The Growth of Electric Racing

The “Volkswagen ID R” electric race car has not only conquered Pikes Peak and claimed the events overall time. It now also holds the record time for an electric vehicle to lap The Nordschleife at 6:05.336. This time obliterated the previous electric vehicle record held by NIO EP9 by just under 40 seconds.

This feat by Volkswagen should not be taken lightly. It should be praised as a massive achievement to the motorsports community. This electric race car has set a faster time than the Porsche 911 GT2 RS, a production Lamborghini Huracán, and now sits second on The Nordschleife all-time lap record list behind only the preposterous Porsche 919 EVO.

The extraordinary thing about this lap record is observing the growth that electric vehicles have made in the two years between the attempt of the “NIO EP9” and the “Volkswagen ID R.” Couple that with the success of the Gen 2 Formula E car and it is possible to see a steady rise in electric racing. It wouldn’t be impossible to see some intwining within a major series like the World Endurance Championship.
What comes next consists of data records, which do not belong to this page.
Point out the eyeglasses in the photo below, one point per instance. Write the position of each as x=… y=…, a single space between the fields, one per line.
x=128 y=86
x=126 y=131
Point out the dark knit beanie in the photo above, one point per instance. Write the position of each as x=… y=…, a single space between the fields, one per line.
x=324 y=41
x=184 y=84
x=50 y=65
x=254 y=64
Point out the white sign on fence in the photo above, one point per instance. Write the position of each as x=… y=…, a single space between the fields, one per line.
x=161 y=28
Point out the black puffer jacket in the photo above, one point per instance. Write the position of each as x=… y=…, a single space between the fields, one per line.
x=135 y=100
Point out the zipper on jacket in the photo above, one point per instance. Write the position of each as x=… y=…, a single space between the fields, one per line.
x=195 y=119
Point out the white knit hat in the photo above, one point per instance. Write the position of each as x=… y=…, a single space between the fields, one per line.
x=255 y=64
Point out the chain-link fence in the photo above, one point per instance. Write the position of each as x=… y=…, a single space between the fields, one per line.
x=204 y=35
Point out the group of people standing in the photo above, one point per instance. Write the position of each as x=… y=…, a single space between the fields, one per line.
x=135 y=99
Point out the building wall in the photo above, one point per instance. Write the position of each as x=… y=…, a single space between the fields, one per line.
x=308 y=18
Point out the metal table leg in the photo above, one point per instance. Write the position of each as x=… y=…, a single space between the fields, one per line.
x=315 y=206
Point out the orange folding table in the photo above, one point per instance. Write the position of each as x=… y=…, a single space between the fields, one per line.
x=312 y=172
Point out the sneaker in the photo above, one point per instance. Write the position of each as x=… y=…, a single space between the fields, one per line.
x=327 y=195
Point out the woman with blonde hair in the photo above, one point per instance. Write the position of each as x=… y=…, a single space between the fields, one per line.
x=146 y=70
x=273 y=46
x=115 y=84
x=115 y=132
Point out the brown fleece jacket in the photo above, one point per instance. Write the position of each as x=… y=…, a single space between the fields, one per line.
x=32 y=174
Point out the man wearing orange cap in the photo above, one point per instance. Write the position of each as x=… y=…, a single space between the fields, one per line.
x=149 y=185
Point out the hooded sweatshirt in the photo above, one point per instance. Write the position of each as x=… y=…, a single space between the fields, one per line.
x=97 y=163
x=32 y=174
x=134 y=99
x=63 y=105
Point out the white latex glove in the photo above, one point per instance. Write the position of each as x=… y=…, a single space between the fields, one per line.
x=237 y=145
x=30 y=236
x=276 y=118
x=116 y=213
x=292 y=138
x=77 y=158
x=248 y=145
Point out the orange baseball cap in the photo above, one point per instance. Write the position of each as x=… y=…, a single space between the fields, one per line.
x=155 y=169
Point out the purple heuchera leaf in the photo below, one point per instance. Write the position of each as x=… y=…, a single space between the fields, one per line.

Is it possible that the LMP1 class be replaced with an “LMPE” class? After all, that class of racing is supposed to showcase the technological advances of the automotive industry. I can see this as a natural progression of the LMP1 class that currently uses a hybrid engine that includes an electric motor that facilitates increased acceleration within the car.

Will the internal combustion engine eventually grow smaller and possibly become non-existent? With the FIA and AOC’s concept of a new GT1 class essentially evaporating into thin air, I believe that this could be a viable option toward the future for them.

Electric vehicles are exciting manufactures. Porsche has just announced their commitment to Formula E, where we have already seen their historic rivals of Audi and BMW become winners. Jaguar has created its own electric SUV series that are currently supporting Formula E during their race weekends. Tesla received the green light from the FIA to produce a series called Electric Production Car Series (EPCS). This series is where Tesla will prepare 20 Model S P100Ds that will be race-ready to compete on traditional racing circuits.

This kind of manufacture interest in electric power doesn’t just stop at 4-wheels. It has now extended to those that produce 2-wheel machines as MotoE has started their inaugural season this year and will accompany MotoGP for 5 of their 19 rounds.

There are still plenty of hurdles to jump and mountains to climb with electric racing. To dismiss their current existence within the world of motorsports is just naive because ready or not, here it comes.